Паучья печаль

Мари Вольфрам
Это мрачное подземелье никуда не денется — ни утром, ни днём, ни вечером. Я закрываю глаза, и картинка понемногу смазывается. Перестаю надеяться на счёт три.

Раз.

Два.

Три.

Знаешь, что общего между тобой и паутиной? Одно и другое — моя жизнь: она — с самого начала, а ты — с недавних пор. Паутина заводит в мои сети еду, а ты запускаешь — или не запускаешь и обрекаешь меня на мучительный голод и одиночество. Имитация жизни до последнего издыхания.

Я слышала, люди зовут тебя Мариной? Да какая же ты Марина? Думаешь, хорошо мне сейчас, Марина, в этой чужой паутине? Да и в какой чужой... Её сплела я, но она всё же чужая. Маленькая. Нелепая. Кроме меня и мушки в неё ничего не помещается.

Ты, наверное, думаешь, что мне хорошо, раз ты меня сюда посадила, в эту конуру, но чем ты думаешь вообще? Знаешь, как я умела раньше, за пределами этой паутины? Вот то-то, не знаешь.

Я плела такие паутины — вы, люди, шли и не видели, запутывались в ней и начинали сбрасывать с себя, как бешеные, с криками: «Паук, боже, паук!» Я боялась не меньше вас, что вот-вот меня раздавят и немедленно нужно убегать, и искать новое убежище.

Мою гордость ты у меня отобрала, вот что.
По утрам в паутине собирались капельки росы. Я любила каждое утро: и холодное, морозное, и тёплое, душное. Один раз даже в эту прекрасную паутину угодила саранча, больше меня раза в два, наверное.


Как ты там меня называешь? «Ути-пути, какой крестовик». Да тьфу на тебя. Муху мне зачем-то запустила — не нужны мне твои подачки, лучше бы отпустила. Да что ты знаешь вообще обо мне?

Ты не знаешь, каково это — сидеть в засаде в ожидании хотя бы маленького комарика. Вот сидишь, жрёшь что-то да улыбаешься. А ты пробовала когда-нибудь впрыскивать яд, выжидать с нетерпением своего обеда, а потом через трубочку сосать из него питательные соки? О, какое блаженство эти питательные соки — если бы ты знала, то непременно захотела бы быть пауком.

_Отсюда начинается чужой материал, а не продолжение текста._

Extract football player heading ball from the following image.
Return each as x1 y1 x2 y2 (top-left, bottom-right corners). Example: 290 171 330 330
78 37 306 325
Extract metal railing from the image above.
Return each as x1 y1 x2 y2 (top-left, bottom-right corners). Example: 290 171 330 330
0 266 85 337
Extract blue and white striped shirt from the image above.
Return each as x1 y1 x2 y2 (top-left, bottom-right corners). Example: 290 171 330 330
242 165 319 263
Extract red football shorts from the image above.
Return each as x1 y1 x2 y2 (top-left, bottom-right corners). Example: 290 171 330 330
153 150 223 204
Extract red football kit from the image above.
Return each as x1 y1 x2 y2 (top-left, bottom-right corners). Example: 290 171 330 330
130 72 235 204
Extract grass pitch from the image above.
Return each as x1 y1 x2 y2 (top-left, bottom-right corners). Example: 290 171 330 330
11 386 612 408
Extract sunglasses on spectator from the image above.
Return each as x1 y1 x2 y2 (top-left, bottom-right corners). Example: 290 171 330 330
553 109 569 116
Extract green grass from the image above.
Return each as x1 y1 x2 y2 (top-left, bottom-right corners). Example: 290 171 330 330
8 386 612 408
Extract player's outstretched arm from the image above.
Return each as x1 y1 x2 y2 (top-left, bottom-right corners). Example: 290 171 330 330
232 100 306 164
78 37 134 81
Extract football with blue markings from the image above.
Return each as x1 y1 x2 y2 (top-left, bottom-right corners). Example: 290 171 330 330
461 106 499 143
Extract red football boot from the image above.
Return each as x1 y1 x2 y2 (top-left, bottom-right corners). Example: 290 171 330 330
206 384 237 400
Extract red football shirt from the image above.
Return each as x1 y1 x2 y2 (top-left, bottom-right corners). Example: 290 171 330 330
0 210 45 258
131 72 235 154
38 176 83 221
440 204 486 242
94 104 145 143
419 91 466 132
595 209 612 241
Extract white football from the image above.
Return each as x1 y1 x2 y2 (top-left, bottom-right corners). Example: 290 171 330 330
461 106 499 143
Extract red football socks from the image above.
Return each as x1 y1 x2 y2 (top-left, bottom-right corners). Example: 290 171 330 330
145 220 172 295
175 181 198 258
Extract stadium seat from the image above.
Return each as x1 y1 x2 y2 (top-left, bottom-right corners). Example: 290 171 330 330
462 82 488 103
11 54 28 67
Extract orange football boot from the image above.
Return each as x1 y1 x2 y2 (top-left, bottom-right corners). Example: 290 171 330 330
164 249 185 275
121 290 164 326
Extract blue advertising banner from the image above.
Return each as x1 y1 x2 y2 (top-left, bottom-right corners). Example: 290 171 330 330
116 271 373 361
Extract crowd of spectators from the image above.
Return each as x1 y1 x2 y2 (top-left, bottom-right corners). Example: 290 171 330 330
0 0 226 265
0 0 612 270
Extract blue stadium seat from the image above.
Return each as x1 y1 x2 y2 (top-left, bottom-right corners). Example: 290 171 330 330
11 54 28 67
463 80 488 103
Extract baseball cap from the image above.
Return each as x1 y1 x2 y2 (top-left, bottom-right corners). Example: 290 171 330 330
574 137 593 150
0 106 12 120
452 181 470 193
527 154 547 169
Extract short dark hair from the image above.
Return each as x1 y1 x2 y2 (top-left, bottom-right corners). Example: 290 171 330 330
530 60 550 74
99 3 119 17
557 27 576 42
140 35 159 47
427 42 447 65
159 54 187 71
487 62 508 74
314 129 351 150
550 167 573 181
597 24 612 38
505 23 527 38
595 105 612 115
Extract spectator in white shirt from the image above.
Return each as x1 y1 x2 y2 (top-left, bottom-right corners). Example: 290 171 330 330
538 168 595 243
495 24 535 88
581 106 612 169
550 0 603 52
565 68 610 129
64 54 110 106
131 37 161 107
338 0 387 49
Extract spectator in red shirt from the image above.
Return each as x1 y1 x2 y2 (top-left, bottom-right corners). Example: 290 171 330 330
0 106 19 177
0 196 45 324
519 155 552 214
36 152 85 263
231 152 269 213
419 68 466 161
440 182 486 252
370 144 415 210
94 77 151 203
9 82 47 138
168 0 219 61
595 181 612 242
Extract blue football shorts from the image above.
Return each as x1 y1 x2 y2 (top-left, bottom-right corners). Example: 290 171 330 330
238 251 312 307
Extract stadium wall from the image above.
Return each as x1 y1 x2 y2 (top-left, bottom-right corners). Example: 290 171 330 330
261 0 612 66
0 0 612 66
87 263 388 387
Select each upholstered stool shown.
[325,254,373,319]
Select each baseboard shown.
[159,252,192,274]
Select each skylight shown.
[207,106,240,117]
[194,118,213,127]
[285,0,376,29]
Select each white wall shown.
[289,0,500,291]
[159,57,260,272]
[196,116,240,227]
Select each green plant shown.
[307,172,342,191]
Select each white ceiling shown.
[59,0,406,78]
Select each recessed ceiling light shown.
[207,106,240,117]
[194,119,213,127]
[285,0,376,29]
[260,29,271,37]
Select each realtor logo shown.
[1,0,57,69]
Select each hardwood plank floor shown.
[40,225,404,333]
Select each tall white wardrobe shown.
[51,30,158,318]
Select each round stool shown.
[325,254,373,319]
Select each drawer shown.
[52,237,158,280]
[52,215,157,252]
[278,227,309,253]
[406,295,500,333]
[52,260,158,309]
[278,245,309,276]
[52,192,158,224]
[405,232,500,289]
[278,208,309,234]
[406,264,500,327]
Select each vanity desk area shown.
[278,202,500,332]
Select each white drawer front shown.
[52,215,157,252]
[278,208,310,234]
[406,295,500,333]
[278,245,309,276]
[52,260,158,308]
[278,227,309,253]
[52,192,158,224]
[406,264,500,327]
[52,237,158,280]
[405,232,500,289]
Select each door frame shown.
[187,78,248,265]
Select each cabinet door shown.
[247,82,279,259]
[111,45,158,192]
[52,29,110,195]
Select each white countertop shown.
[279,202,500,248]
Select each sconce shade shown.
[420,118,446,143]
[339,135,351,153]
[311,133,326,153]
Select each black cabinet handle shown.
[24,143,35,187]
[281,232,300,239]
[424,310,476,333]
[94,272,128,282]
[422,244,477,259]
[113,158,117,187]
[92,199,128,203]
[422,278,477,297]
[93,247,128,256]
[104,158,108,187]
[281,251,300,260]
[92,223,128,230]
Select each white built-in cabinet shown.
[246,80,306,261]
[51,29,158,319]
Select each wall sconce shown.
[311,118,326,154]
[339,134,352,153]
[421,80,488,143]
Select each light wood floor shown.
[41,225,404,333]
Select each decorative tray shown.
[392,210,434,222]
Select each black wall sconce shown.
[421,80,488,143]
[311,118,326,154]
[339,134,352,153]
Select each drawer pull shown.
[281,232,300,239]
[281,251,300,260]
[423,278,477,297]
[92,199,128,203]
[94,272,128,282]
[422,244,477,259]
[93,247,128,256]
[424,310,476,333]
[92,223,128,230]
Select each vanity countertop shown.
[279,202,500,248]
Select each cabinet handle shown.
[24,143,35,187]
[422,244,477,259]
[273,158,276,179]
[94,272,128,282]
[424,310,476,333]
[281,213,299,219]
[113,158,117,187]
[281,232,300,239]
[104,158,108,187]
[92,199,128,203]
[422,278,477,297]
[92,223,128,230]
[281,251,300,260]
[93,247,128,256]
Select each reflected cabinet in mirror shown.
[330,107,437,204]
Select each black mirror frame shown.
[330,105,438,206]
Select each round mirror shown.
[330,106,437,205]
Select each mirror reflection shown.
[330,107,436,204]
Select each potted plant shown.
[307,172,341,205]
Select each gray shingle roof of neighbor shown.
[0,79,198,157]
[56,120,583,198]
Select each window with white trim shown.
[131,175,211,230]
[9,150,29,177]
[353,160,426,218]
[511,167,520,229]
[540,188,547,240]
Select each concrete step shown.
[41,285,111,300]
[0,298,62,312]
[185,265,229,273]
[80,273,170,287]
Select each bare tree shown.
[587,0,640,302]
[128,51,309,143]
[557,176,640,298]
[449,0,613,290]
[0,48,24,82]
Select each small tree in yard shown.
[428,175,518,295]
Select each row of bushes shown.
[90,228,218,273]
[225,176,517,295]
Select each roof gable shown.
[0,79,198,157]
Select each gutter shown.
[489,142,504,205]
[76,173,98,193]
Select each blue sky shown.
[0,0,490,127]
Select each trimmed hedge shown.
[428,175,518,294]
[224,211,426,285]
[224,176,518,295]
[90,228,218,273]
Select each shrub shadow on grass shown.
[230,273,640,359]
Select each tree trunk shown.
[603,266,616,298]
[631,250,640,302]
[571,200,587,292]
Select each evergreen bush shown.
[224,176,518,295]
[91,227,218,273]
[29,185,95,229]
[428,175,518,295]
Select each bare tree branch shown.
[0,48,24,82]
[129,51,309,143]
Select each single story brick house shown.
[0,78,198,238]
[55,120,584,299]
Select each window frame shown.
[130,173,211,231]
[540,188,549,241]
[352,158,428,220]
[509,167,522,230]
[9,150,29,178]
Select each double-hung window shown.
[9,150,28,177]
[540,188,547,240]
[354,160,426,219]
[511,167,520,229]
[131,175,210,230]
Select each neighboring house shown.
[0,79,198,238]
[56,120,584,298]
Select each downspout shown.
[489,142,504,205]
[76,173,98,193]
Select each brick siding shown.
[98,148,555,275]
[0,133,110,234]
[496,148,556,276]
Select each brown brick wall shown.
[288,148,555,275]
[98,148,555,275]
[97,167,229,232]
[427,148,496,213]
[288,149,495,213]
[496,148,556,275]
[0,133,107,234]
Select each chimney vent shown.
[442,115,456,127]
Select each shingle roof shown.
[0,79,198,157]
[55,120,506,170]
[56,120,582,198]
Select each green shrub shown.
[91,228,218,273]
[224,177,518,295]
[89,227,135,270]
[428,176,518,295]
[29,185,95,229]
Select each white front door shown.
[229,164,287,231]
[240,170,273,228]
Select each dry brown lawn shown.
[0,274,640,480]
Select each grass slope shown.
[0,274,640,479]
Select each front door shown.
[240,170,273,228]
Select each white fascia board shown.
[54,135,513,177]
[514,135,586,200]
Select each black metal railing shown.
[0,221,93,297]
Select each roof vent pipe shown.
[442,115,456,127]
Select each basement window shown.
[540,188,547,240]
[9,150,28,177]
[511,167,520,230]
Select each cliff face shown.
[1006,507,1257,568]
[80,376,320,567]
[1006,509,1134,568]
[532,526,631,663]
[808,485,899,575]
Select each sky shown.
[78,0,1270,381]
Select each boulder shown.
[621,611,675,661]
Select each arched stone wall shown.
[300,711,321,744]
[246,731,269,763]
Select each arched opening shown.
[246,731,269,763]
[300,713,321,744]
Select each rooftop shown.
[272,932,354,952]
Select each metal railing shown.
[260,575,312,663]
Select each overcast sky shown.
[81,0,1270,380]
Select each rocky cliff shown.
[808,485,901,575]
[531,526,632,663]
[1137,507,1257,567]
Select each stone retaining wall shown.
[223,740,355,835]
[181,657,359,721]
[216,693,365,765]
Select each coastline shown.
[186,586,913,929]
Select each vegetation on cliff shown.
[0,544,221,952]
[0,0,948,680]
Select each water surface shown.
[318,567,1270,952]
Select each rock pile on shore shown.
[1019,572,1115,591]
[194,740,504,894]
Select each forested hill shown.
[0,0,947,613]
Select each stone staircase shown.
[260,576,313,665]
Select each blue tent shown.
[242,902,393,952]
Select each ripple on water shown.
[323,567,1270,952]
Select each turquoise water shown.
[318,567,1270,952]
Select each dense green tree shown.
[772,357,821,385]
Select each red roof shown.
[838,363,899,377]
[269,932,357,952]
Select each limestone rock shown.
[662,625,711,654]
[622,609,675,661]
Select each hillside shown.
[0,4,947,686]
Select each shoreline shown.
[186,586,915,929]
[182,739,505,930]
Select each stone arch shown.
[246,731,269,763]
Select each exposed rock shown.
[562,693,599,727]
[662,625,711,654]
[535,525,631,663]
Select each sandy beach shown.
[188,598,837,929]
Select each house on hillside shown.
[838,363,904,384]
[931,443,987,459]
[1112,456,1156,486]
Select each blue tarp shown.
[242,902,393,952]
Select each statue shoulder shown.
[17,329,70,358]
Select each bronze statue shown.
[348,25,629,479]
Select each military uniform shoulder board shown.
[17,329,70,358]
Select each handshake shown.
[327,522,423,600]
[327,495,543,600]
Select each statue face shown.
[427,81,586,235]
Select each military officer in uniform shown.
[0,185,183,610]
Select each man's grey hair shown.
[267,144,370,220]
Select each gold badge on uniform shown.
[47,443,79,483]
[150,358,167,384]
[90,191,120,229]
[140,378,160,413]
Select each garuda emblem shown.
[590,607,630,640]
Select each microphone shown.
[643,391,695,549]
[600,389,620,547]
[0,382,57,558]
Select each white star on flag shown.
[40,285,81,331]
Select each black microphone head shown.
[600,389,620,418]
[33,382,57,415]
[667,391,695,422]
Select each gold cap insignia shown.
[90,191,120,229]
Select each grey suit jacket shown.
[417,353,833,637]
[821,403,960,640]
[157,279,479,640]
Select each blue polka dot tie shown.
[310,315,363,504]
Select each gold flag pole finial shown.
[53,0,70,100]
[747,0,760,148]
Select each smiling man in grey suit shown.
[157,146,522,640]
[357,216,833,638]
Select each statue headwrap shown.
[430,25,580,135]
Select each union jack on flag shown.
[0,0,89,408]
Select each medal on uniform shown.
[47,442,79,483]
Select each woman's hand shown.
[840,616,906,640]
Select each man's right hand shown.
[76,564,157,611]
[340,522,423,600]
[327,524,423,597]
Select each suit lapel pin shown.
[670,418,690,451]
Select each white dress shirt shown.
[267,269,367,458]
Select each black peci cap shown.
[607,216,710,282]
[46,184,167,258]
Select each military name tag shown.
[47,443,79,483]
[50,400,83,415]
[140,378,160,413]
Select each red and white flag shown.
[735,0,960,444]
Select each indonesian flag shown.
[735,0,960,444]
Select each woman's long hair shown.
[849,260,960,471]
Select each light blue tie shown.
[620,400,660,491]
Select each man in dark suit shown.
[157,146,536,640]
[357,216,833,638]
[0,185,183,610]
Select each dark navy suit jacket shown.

Каждое мгновение словно вечность, когда ты выжидаешь, но результат — вот что важно. У тебя и яда-то, наверное, нет. Знаешь, бывают деревья, на которых водятся сотни гусениц. Какое это счастье, когда выводок гусениц угождает в мою паутину!

А сейчас я совсем не вижу света, а если и вижу, то очень душно, кажется, что я вот-вот задохнусь и помру. Почему мне так душно?.. Эта муха всё летает по банке кругами — наверное, думает, что я тут делаю, так же ждёт своего часа смерти.

Если бы ты меня слышала, то, возможно, отпустила бы. Но ты не отпустишь: у тебя есть дом, тебе хорошо, а что с тобой было бы, не будь его? Ты не думала об этом? Ты не слышишь никого, кроме себя, почему ты хотя бы не откроешь мне банку — боишься, что убегу? Ну и правильно боишься.

Жизнь проходит у меня перед глазами. Интересно, как там моя паутина? Разрушила ты её? Да и смысла в ней нет без меня. Дом без хозяина пустой и заброшенный, некому ухаживать за его красотами, некому его любить.

Прошла неделя. Паучиха так и не ела мух, которых ей запускала Марина. А в один прекрасный день Марина забыла паучиху на солнце, и она умерла в муках, хватаясь за скомканную паутину и вспоминая, как же хорошо на деревьях в большой просторной паутине, которая уместила бы сотню мушек, кузнечиков, гусениц, а может, даже весь мир.

Марина приклеила паучиху вместе с другими бабочками на рамку и поставила в своей комнате, но так и не узнала, что вместе с паучихой она убила сотни других паучат, которые плели бы свои паутины, могли бы прожить счастливую жизнь и дорожили бы каждым мгновением.